Illustration from The Quilter’s Album of Blocks & Borders by Jinny Beyer
Only the block has a Ohio star in the center. I decided to use some of the half squares I had and make a pin wheel in the center.
I wanted a 6 1/2 inches unfinished block for the center but the pin wheel was an inch too short to make a 6 1/2 inch square. I added a boarder from some fabric that was in the pile of scraps and squared it up to 6.1/2 block. If you look close you will see that this pin wheel is a little wonky. But that is ok because this is not a show quilt and the only people that will see it up close in my family.

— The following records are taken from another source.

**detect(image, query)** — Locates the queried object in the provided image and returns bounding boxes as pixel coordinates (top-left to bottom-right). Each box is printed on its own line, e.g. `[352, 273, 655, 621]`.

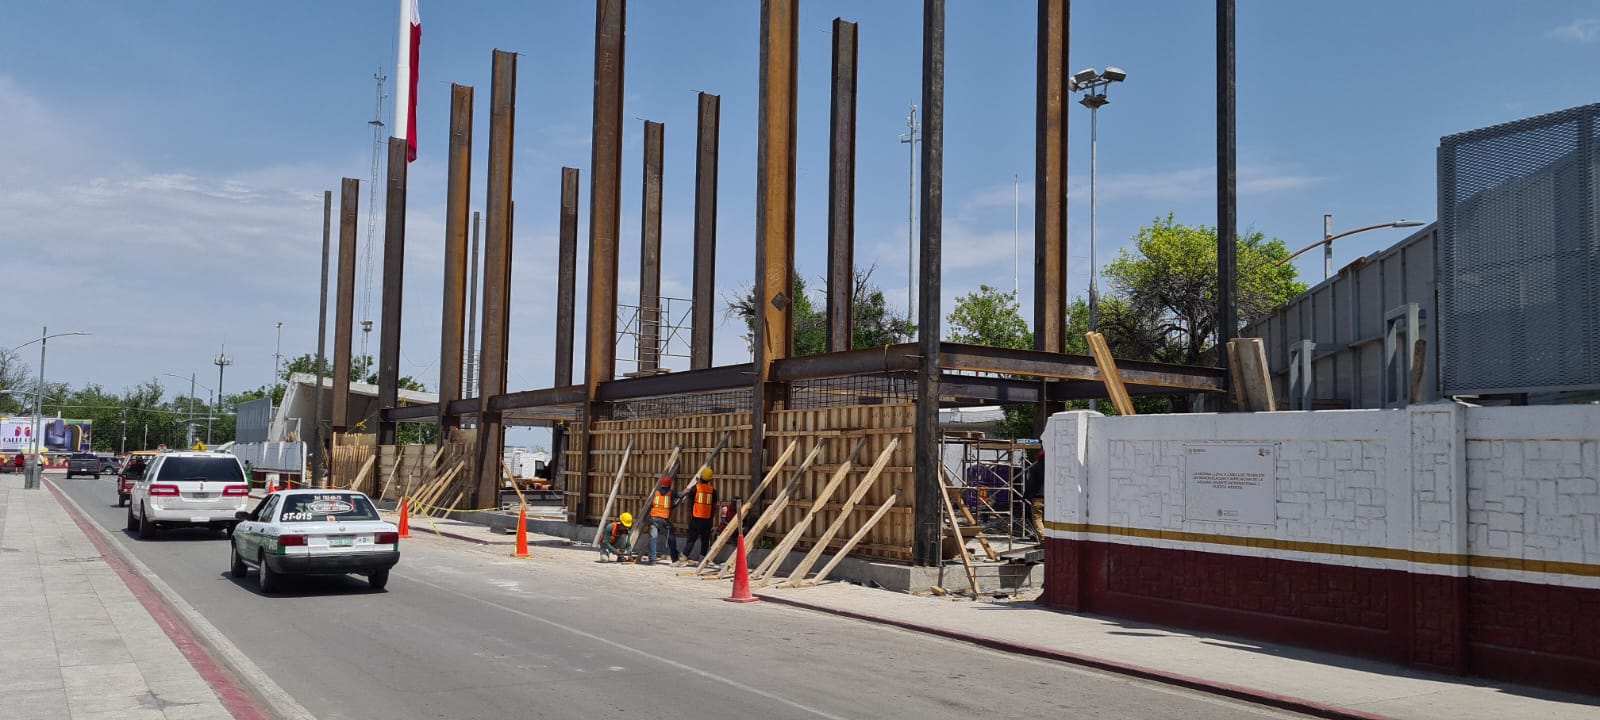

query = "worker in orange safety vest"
[646, 476, 683, 565]
[683, 467, 717, 563]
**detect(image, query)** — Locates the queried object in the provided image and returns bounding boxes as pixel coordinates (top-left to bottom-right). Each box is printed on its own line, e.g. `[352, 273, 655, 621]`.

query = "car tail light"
[375, 532, 399, 545]
[278, 535, 307, 547]
[148, 484, 180, 497]
[222, 485, 248, 497]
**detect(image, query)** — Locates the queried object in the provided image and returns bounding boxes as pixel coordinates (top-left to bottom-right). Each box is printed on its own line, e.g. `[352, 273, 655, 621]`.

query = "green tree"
[728, 267, 913, 356]
[946, 285, 1032, 349]
[1104, 214, 1305, 365]
[0, 348, 28, 414]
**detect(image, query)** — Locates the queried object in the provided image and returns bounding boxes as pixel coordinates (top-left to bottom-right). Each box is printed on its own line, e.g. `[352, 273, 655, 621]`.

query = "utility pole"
[466, 211, 480, 402]
[120, 407, 127, 455]
[215, 346, 231, 436]
[899, 104, 919, 333]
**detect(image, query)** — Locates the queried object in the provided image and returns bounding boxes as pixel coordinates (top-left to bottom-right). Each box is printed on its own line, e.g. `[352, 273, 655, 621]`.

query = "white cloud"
[1551, 19, 1600, 42]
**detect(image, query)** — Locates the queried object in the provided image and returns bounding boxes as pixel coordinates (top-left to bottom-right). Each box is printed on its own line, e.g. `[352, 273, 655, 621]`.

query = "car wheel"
[230, 543, 247, 579]
[137, 505, 158, 540]
[65, 472, 73, 479]
[257, 553, 279, 593]
[368, 568, 390, 591]
[126, 504, 139, 531]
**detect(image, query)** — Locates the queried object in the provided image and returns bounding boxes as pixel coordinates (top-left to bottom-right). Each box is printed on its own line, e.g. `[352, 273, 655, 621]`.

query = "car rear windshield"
[277, 494, 381, 523]
[155, 457, 245, 483]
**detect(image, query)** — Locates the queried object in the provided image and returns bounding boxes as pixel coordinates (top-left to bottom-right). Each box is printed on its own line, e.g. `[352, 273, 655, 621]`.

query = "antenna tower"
[362, 70, 388, 362]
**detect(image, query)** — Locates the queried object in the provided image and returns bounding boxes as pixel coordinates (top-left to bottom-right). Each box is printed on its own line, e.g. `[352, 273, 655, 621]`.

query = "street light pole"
[1278, 217, 1426, 278]
[11, 327, 90, 489]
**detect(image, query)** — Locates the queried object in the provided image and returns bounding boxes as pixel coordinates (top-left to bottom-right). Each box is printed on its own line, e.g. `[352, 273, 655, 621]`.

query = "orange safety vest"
[692, 482, 715, 519]
[650, 490, 672, 519]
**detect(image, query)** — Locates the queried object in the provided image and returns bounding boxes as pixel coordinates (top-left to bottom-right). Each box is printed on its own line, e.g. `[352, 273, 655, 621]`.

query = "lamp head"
[1072, 68, 1099, 86]
[1102, 67, 1127, 82]
[1393, 220, 1424, 228]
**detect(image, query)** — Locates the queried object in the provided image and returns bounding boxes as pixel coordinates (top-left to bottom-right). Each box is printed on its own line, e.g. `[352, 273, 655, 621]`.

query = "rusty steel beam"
[638, 120, 664, 373]
[690, 92, 720, 370]
[332, 178, 359, 432]
[489, 386, 588, 413]
[1034, 0, 1069, 354]
[555, 168, 580, 387]
[474, 49, 517, 508]
[752, 0, 798, 494]
[580, 0, 627, 524]
[376, 136, 409, 447]
[939, 343, 1226, 389]
[1217, 0, 1238, 384]
[386, 404, 440, 422]
[826, 18, 859, 354]
[597, 364, 754, 401]
[913, 0, 945, 567]
[439, 83, 474, 431]
[312, 190, 332, 484]
[447, 398, 479, 417]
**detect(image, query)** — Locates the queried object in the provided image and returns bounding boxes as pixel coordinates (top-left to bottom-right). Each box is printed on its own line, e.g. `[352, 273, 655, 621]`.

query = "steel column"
[638, 120, 664, 373]
[1033, 0, 1068, 354]
[913, 0, 945, 567]
[474, 49, 517, 508]
[690, 92, 720, 370]
[312, 190, 331, 484]
[826, 18, 859, 354]
[1217, 0, 1238, 379]
[580, 0, 627, 523]
[377, 137, 409, 449]
[555, 168, 580, 388]
[466, 211, 480, 401]
[440, 84, 474, 432]
[752, 0, 798, 493]
[332, 179, 360, 432]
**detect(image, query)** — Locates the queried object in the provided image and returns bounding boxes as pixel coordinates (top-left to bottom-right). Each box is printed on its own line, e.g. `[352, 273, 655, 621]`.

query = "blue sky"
[2, 1, 1597, 446]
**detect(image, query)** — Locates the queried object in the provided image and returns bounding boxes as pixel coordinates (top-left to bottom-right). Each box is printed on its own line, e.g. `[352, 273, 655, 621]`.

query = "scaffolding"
[945, 437, 1040, 554]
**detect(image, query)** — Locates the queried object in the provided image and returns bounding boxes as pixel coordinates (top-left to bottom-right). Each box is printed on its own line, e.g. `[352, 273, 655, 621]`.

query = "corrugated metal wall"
[1242, 225, 1439, 409]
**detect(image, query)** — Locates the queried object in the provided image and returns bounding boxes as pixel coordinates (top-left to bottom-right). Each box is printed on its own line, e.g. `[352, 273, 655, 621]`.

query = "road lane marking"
[404, 574, 852, 720]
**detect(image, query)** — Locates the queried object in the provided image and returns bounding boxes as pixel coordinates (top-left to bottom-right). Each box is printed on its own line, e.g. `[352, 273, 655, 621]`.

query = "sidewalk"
[752, 581, 1599, 720]
[0, 475, 233, 720]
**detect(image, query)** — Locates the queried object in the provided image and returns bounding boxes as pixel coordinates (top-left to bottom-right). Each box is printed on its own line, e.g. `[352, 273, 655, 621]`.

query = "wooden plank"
[751, 438, 868, 583]
[349, 454, 376, 495]
[695, 440, 797, 575]
[1409, 338, 1427, 404]
[623, 444, 691, 552]
[589, 439, 635, 546]
[718, 441, 827, 578]
[779, 438, 900, 587]
[1231, 337, 1276, 412]
[943, 468, 998, 562]
[940, 468, 981, 597]
[800, 492, 898, 587]
[1086, 331, 1136, 415]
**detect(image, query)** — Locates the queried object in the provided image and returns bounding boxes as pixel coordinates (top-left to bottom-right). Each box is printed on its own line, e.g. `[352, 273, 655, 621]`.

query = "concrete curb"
[47, 480, 318, 720]
[753, 592, 1396, 720]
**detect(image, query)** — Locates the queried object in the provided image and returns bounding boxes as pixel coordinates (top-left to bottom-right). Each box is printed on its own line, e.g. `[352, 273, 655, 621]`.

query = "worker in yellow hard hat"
[600, 512, 634, 562]
[682, 467, 717, 565]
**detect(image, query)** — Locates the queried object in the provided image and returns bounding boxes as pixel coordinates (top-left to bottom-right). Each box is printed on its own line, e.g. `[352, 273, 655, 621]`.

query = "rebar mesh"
[1438, 103, 1600, 395]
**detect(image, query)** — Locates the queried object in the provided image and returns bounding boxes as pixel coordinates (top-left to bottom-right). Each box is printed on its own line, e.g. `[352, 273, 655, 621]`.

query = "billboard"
[0, 417, 93, 454]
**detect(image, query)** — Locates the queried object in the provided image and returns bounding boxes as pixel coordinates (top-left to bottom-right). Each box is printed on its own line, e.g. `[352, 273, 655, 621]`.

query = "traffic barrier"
[512, 506, 530, 558]
[397, 497, 411, 539]
[724, 534, 757, 603]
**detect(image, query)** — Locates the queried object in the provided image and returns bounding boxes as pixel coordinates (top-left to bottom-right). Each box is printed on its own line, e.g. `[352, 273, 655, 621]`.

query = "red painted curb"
[753, 592, 1395, 720]
[46, 481, 270, 720]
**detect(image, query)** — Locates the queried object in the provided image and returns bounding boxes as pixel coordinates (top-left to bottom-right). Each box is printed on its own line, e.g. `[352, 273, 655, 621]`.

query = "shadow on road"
[217, 570, 385, 598]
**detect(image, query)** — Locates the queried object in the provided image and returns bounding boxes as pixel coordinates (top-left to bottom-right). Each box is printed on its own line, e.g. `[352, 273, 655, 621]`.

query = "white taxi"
[230, 489, 400, 593]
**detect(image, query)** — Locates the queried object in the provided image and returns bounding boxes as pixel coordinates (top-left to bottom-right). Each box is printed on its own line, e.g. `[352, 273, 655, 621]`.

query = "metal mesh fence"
[1437, 103, 1600, 395]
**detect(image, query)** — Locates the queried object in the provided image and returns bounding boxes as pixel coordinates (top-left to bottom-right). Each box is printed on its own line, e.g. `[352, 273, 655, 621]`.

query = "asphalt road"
[56, 475, 1310, 720]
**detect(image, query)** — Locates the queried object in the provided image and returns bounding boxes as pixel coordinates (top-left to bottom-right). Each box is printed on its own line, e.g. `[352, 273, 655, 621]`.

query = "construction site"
[296, 0, 1225, 595]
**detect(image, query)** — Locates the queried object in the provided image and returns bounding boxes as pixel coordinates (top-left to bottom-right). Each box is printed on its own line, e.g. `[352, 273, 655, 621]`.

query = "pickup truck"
[66, 453, 100, 479]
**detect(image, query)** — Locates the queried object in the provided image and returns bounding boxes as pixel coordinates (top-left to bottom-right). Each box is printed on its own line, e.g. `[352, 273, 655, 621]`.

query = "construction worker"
[683, 467, 717, 563]
[646, 476, 681, 565]
[600, 512, 634, 561]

The striped boarder pieces are 1 1/2 inches by 6 1/2 inches and you will need 8 medium and 4 light fabrics. You sew these strips together with the light in the center. Then you add the little 3 1/2 inches nine patch to each end of two of the boarder striped blocks. You sew the other two boarder striped blocks to the top and bottom of the center block. Then you sew the two side strips with the 9 patches to the center strip.
According to Jinny Breyer this block was featured in the 1898 Ladies Arts Catalog. The Ladies Arts Company was started in 1898 in St. Louis, Mo. but began advertising their catalog in 1895. It was the first catalog that offered quilt patterns with names that could be ordered in the mail. They offered 400 patterns. Their influence was far reaching because it was a mail order company. We still use many of the names that was in their catalogs to identify the patterns.
The catalog itself was a source of patterns that women could use to draft their own patterns and they did. I drafted this pattern to fit a 12 1/2 inch block. There was many older women still in the late 19th century that had little or no education. But they figured out how to make these quilt block with out much math by folding paper to sections and drawing in the block pattern. After they had the design they wanted, it was a simple mater of cutting up the paper into parts. They added the seam allowance when they cut out the pieces and sewed them together. They added their own quilting to the finished quilt.